Kafka Ingestion Peons Show org.apache.kafka.common.errors.DisconnectException: null

  • Druid Version: 0.22.1
  • Kafka Ingestion (idempotent producer)

We recently started seeing log messages for Kafka Ingestion Tasks from Peons showing things like:

2022-05-25T11:15:18,977 INFO [task-runner-0-priority-0] org.apache.kafka.clients.FetchSessionHandler - [Consumer clientId=consumer-kafka-supervisor-mjocmnma-1, groupId=kafka-supervisor-mjocmnma] Error sending fetch request (sessionId=328171797, epoch=1) to node 3:
org.apache.kafka.common.errors.DisconnectException: null
2022-05-23T21:25:01,257 INFO [task-runner-0-priority-0] org.apache.kafka.clients.FetchSessionHandler - [Consumer clientId=consumer-kafka-supervisor-dgnidfij-1, groupId=kafka-supervisor-dgnidfij] Error sending fetch request (sessionId=908182165, epoch=3) to node 3:
org.apache.kafka.common.errors.DisconnectException: null

This appears to happen intermittently and we have producers/consumers on other applications that don’t seem to encounter the same issue. According to public posts in other forums (stackoverflow, etc.) this is an error that is recoverable usually (hence the INFO level logging) and usually means that the fetch request to Kafka timed out.

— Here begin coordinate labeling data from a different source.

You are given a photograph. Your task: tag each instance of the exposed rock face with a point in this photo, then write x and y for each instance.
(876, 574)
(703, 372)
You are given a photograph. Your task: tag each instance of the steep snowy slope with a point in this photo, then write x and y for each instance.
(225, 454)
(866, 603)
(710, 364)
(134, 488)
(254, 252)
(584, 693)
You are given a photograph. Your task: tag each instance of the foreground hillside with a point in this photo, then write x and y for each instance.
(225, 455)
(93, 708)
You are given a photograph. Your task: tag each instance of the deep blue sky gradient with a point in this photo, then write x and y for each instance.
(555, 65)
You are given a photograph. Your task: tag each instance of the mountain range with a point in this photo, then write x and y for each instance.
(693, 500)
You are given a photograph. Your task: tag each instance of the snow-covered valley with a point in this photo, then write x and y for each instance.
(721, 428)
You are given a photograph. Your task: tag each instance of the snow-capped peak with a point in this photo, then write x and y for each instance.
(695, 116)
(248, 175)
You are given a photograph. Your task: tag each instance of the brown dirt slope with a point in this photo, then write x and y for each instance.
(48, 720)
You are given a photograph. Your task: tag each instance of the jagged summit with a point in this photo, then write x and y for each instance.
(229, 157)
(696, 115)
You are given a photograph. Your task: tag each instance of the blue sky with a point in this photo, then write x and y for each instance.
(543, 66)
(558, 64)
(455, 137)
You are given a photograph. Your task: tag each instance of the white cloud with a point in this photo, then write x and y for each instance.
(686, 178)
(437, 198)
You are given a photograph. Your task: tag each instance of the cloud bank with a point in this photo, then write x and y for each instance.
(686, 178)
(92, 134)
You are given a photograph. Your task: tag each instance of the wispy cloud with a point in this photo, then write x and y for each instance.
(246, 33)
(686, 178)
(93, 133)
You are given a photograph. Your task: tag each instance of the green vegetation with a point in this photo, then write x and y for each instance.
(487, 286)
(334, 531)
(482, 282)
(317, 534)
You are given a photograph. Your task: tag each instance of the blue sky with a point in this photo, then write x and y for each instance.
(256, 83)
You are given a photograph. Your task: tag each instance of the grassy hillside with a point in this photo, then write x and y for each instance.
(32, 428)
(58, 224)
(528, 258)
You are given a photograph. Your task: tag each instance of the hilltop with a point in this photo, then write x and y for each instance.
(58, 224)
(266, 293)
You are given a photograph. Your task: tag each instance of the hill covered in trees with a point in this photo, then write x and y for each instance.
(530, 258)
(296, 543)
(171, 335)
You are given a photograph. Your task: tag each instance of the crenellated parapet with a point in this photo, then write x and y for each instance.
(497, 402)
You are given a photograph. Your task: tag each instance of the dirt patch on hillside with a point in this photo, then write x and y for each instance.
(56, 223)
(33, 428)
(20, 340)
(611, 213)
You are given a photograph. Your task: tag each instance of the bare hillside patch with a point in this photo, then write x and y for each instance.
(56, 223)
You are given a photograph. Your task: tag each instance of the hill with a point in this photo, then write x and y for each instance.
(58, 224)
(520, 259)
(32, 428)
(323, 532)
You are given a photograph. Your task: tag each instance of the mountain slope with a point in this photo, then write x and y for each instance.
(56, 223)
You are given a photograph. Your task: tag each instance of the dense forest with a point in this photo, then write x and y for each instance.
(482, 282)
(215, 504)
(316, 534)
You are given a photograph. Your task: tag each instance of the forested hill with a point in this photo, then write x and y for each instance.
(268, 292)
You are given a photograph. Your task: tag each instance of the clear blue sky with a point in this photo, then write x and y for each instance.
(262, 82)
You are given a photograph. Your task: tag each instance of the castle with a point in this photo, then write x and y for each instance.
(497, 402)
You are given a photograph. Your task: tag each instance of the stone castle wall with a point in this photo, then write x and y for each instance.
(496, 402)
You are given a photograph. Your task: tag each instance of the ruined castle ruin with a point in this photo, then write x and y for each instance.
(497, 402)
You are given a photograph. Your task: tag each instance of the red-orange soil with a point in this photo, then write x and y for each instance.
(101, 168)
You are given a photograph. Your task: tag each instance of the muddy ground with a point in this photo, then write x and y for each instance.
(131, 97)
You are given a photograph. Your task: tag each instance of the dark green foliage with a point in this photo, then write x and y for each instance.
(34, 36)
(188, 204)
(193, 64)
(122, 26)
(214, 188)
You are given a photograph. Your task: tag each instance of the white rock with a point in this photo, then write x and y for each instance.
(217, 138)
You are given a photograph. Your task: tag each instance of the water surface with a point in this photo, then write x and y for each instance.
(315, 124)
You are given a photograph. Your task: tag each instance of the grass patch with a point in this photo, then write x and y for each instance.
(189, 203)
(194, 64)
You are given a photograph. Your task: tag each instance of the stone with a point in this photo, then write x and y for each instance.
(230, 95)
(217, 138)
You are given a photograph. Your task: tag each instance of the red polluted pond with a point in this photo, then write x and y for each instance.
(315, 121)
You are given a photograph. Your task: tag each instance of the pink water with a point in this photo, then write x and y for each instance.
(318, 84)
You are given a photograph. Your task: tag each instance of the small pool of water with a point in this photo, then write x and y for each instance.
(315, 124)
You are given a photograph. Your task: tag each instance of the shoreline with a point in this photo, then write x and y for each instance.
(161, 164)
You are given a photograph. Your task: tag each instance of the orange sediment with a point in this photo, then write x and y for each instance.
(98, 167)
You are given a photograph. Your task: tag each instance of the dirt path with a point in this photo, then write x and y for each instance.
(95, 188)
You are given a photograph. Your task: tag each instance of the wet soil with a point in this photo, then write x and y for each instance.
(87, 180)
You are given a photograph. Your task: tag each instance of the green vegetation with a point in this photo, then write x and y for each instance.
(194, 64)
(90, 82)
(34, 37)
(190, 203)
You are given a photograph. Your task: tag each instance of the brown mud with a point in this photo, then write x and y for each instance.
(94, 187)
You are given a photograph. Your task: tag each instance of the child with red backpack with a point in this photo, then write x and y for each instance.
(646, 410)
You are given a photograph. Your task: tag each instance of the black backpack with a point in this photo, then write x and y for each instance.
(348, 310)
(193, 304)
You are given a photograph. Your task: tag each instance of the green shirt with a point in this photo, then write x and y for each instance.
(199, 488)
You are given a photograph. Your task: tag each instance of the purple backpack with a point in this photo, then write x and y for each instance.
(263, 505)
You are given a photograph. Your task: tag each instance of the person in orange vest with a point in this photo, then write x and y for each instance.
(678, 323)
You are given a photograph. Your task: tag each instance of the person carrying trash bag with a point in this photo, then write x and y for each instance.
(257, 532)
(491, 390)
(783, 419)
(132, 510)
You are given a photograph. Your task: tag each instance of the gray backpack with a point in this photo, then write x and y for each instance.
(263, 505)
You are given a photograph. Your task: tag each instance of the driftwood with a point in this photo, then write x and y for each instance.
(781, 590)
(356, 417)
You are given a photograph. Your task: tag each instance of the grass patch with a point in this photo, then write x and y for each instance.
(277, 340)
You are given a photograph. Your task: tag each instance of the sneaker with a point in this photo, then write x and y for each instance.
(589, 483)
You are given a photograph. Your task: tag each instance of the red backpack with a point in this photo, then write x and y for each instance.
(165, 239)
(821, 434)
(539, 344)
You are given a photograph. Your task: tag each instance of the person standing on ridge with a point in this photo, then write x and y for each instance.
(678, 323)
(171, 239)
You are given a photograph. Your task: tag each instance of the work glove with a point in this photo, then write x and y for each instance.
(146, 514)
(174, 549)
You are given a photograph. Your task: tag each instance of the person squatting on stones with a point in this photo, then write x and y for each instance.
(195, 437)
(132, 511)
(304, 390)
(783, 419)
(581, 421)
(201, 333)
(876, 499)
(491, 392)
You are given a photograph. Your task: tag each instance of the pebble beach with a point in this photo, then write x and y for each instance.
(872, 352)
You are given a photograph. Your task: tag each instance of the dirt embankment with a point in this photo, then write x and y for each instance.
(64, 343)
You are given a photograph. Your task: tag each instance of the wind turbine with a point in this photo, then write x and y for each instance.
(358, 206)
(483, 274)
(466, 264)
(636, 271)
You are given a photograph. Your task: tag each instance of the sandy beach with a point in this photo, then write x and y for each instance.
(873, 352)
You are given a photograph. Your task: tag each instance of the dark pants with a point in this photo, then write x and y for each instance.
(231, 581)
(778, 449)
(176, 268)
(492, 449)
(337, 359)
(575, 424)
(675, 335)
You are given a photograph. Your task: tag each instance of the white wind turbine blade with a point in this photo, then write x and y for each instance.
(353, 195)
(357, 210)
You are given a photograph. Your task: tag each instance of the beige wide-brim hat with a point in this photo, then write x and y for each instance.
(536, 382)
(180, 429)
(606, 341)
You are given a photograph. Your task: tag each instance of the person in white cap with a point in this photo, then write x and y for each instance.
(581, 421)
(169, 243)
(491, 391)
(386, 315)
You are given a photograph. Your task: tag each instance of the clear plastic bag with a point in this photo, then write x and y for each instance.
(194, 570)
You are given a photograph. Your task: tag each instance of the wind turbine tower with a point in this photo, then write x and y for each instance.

One of the things users often do for these type of errors is to increase the consumer.request.timeout.ms to a higher value. Is this issue occurring potentially causing some of the intermittent failures we see? Is there a way to change the kafka consumer settings to have a higher request.timeout.ms? I could not find a way to change the peon kafka consumer config for that specific property.

Thanks,
Peter

Hi Peter,

I think consumerProperties within your Supervisor Spec might do the trick. Something like:

"consumerProperties": {
  "bootstrap.servers": "localhost:XXXX",
  "request.timeout.ms":XXXX
}

Best,

Mark

Thanks Mark,

That makes sense, let me give it a try

Peter

That worked, thanks!